In the past, there was a penalty for early termination of a Public Provident Fund Account. Interest was permitted, but at a rate that was 1% less than the interest that had been credited to the account since its opening or extension.
But the most recent amendment to the Public Provident Fund Scheme, 2019 removes the phrase “or from the date of commencement of the current block period of five years” from paragraph 13 and the second proviso.
According to this change, interest on early closure will now be permitted at a rate that is 1% lower than the interest that is credited to the account on a periodic basis starting at the beginning of the current five-year block period.
Scheme for national savings time deposits
According to the notification, interest will be paid at the rate that applies to Post Office Savings Accounts if you prematurely withdraw your deposit from a five-year account after four years of account opening.
The current guidelines state that interest will be calculated using the rate allowed for a three-year Time Deposit account if a five-year account is closed four years after the date of deposit.
The following are the interest rates on small savings plans for the months of October through December in 2023:
- 7.1 percent PPF
- 8.2 percent SCSS
- Yojana Sukanya – Eighty percent
- 7.7 percent NSC
- 7.4% of the PO-Monthly Income Scheme
- Vikas Patra Kisan A 7.5% percentage
- Deposit for One Year: 6.9%
- Two-Year Deposit: Seven.0%
- Three-Year Deposit: 7.0%
- A five-year deposit of 7.5%
- 5-Year Rate of Return – 6.7%
Tax Benefits
If you participate in any of these schemes, you may also receive tax benefits.

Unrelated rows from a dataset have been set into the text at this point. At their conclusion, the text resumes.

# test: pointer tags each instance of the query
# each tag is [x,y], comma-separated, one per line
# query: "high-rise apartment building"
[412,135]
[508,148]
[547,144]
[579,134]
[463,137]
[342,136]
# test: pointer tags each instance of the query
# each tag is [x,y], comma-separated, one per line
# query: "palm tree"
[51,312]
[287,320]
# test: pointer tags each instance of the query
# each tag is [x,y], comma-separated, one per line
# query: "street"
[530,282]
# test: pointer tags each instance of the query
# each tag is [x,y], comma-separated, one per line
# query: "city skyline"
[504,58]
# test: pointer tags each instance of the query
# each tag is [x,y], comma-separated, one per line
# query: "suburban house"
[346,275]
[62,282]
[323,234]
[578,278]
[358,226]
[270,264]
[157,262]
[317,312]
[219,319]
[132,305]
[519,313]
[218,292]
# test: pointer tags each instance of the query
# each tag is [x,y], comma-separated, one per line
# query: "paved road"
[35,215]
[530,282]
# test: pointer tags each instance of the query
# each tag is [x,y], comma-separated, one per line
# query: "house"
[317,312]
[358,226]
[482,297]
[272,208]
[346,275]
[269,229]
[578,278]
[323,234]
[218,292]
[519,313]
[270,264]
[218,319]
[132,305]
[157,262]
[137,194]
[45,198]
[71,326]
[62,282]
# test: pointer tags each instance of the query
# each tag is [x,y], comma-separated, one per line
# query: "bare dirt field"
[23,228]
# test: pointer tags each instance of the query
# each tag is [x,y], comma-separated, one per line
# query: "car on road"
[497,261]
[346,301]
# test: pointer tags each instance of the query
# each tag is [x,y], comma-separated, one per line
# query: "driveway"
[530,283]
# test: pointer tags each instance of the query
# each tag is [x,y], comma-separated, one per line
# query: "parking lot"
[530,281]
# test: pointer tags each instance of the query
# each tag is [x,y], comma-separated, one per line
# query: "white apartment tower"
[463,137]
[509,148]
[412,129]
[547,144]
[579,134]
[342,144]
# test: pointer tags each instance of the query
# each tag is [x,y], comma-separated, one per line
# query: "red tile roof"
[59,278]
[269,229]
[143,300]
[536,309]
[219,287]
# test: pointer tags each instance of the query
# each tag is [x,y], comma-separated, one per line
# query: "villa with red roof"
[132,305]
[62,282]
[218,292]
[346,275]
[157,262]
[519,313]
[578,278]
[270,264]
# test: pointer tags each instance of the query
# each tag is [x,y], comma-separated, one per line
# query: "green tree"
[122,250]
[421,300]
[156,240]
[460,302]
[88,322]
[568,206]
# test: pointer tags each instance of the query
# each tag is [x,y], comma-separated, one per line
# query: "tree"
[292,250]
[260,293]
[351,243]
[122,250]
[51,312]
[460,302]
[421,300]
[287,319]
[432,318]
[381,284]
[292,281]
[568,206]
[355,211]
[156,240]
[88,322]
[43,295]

Usually, these fall under different provisions of the Income Tax (I-T) Act. Commonly eligible schemes include PPF and SCSS. Under Section 80C of the Income Tax Act, you are eligible for benefits up to Rs 1.5 lakh.
Time deposit account for five years
The notification states that the Post Office Savings Account’s interest rate will apply if an early withdrawal from the five-year Time Deposit Account is made within four years of the account’s opening.

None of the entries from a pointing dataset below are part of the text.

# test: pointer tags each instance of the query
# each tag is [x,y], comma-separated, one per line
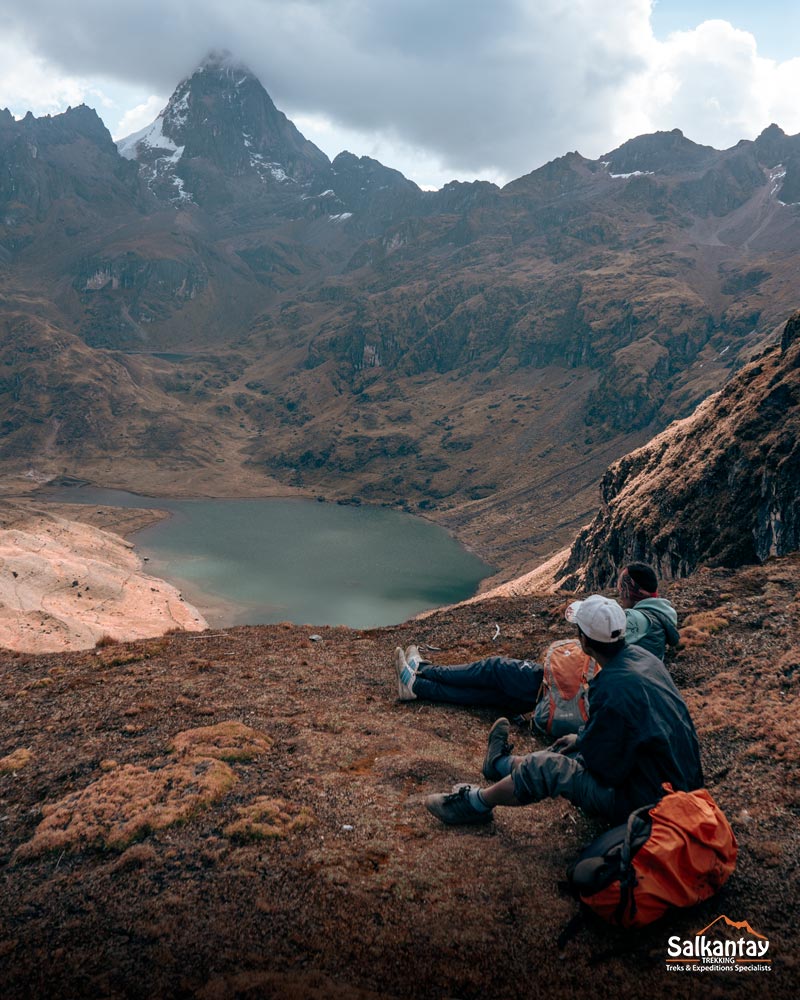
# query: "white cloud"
[139,117]
[29,83]
[458,88]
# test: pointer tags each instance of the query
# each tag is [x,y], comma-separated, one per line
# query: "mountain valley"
[223,310]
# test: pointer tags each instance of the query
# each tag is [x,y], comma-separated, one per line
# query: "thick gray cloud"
[477,87]
[501,85]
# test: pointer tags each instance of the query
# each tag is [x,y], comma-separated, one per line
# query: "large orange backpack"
[562,707]
[676,853]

Currently, the interest rate applicable to a three-year Time Deposit account will be applied for calculating interest when a five-year Time Deposit account is closed four years after the deposit date. The following are the interest rates on different small savings plans for the quarter ending in October 2023:
The rates for the Public Provident Fund (PPF) are 7.1%, Senior Citizen’s Savings Scheme (SCSS) are 8.2%, Sukanya Samriddhi Yojana is 8.0%, National Savings Certificate (NSC) is 7.7%, Post Office Monthly Income Scheme is 7.4%, Kisan Vikas Patra is 7.5%, the 1-Year Deposit is 6.9%, the 2-Year Deposit is 7.0%, the 3-Year Deposit is 7.0%, the 5-Year Recurring Deposit is 6.7%, and the 1-Year Deposit is 6.9%.